Model Wrapper Specifications

In the ML Wrappers SDK, there needs to be a clear understanding of the model type to have a solid contract for users and visualizations. This is particularly important for blackbox models such as those used in the interpret-community library. The user can pass in a function from a classifier or regressor, or a model that is a classifier or regressor. For model-specific explainers, the user would pass in the model directly. We can usually infer whether the model is a classifier or regressor in most cases.

Functions

We can evaluate the function on the data and look at the output to understand if the model is a classifier or regressor. In general, if the user passes a function that returns a 1D array, we can infer it is a regressor. If the function returns a 2D array, we can infer it is a classifier. There is a tricky case where the function may return a 2D array of 1 column. In this case, we can throw an exception and force the user to specify model_task=(infer, classifier, regressor), and not allow automatic inferencing. The user can override this behavior if they specify an optional parameter model_task=(infer, classifier, regressor), which will have the value model_task=infer by default.

Models

We can convert the model to a function and then use the specifications listed above. We convert the model to a function by either using the predict_proba function, or, if it is not available, the predict function. In some specific cases, we may be able to get additional information from the model to help us decide which function to use. Specifically, if we know that the model is a Keras model, the model will always have a predict_proba method available. In this case, we can look at the shape of predict_proba, and if it has multiple columns or is a single column with values outside the range of [0, 1], we can by default use predict instead. Otherwise, we can use predict_proba. If the user specified model_task=classifier, this will always override the behavior for Keras models and specify whether to use predict or predict_proba. Also, if the user specifies that model_task=classifier, but the model does not have a predict_proba function, we can wrap the function in a one-hot vector of probabilities. After the model is converted to a function that conforms to our specifications, we can wrap that in our model wrapper, which can contain a reference to the original model in cases where it may be needed or for debugging.

Supported Frameworks

Our library can directly support the most popular machine learning frameworks.

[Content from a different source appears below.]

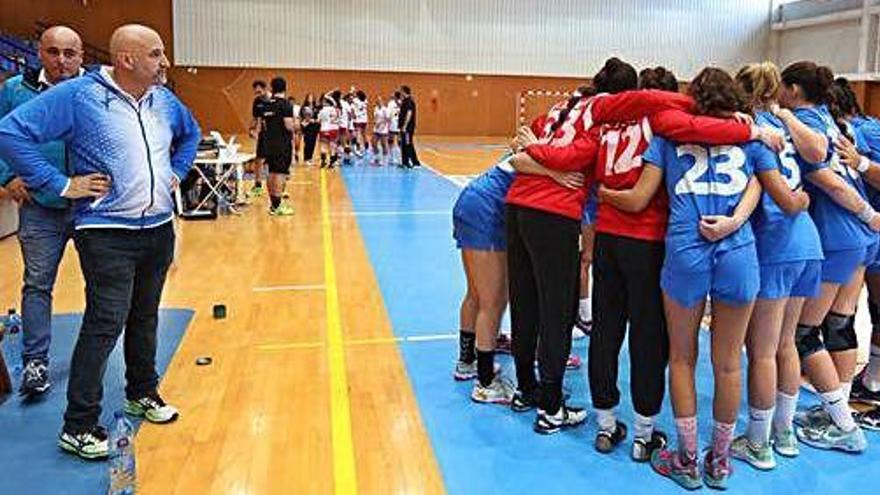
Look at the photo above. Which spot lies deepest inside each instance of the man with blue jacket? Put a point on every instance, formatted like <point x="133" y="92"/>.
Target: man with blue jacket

In general, based on the description above, the library can support models and functions in scikit-learn. However, we can extend support to other frameworks with the model wrapper concept. Currently, the list of supported frameworks, or frameworks we plan to support, are:

  • Scikit-Learn

  • LightGBM

  • XGBoost

  • Catboost

  • Keras with Tensorflow backend

  • Pytorch

  • ONNX

We would like to support caffe/caffe2 and other ML frameworks in the future as well.